4.28.2016

write about a poem/ blog 50

Over hill, over dale,
Thorough bush, thorough brier,
Over park, over pale,
Thorough flood, thorough fire!
I do wander everywhere,
Swifter than the moon's sphere;
And I serve the Fairy Queen,
To dew her orbs upon the green;
The cowslips tall her pensioners be;
In their gold coats spots you see;
Those be rubies, fairy favours;
In those freckles live their savours;
I must go seek some dewdrops here,
And hang a pearl in every cowslip's ear. 

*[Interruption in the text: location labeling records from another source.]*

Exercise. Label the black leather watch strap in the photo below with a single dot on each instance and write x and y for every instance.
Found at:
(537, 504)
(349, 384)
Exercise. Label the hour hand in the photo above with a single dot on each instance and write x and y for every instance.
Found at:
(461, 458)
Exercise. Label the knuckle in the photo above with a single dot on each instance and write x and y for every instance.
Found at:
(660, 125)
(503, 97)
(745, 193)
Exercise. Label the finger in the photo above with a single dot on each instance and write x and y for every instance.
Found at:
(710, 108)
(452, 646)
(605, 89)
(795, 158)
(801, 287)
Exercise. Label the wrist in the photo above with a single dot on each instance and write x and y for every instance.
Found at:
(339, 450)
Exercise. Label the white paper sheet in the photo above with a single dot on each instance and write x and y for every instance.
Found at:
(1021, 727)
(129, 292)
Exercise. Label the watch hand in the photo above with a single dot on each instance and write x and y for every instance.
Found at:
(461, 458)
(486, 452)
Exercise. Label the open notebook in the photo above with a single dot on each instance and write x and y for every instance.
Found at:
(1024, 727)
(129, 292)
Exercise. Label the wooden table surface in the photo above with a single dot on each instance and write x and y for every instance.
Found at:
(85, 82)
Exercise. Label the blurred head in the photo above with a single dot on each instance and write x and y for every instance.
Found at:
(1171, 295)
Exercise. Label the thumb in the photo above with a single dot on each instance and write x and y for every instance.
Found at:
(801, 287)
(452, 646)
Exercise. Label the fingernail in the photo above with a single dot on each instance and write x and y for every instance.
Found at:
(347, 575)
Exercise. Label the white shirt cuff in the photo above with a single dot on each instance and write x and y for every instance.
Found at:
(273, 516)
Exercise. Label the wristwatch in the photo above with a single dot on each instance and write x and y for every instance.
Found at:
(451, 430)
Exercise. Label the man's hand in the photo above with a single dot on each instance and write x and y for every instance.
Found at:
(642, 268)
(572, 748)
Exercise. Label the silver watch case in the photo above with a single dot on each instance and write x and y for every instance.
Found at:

          This poem is a description of a fairy's job in A Midsummer Night's Dream by William Shakespeare. It works as a poem because it is separated into lines but not in a paragraph, and it has poetry elements in it such as rhyming and rhythm. In this poem, the fairy described her life in a very artsy and magical way, of wandering around and drop dews on plantations to serve the Fairy Queen, Titania. Unlike humans who have to work all day for income, fairies just fly around the hills, the dales, into bushes and flowers and dew the plants. It seems like the fairies are like butterflies and bees that don't have to do any hard work and to worry about anything, which made the human talking to her very jealous.

          Shakespeare used many figurative language, such as parallelism in the first four lines and metaphor in the last few lines. He used the words "over" and "thorough" to describe how freely these fairies are, and how relaxing and meanwhile dangerous their working environments are. Besides the parallelism, he had rhymed the poem as he did in every other line he wrote in his script. He had used a lot of metaphor in this poem too, like flowers to rubies and dews to pearls. These make the world of fairy livelier and sound more magical, because flowers and water are just two very normal thing in human's world. Besides that, Shakespeare had also used personification for the purpose of showing the difference of human's world from the fairy's world. He described the cowslips as humans, and gave them human characters--ears, so the fairy could hang the dews as earrings. 

          This poem gives the audiences a wonderful picture of the exotic world of fairies, and created a realistic but magical environment for the audiences. Before I read this poem, I could hardly believe that even tiny little flowers have their thoughts and characters of human. I would love to believe in a fairy-tale like world that was created by shakespeare, rather than the scientific explanation of how dews are formed over night, because shakespeare had demonstrated everything too beautiful.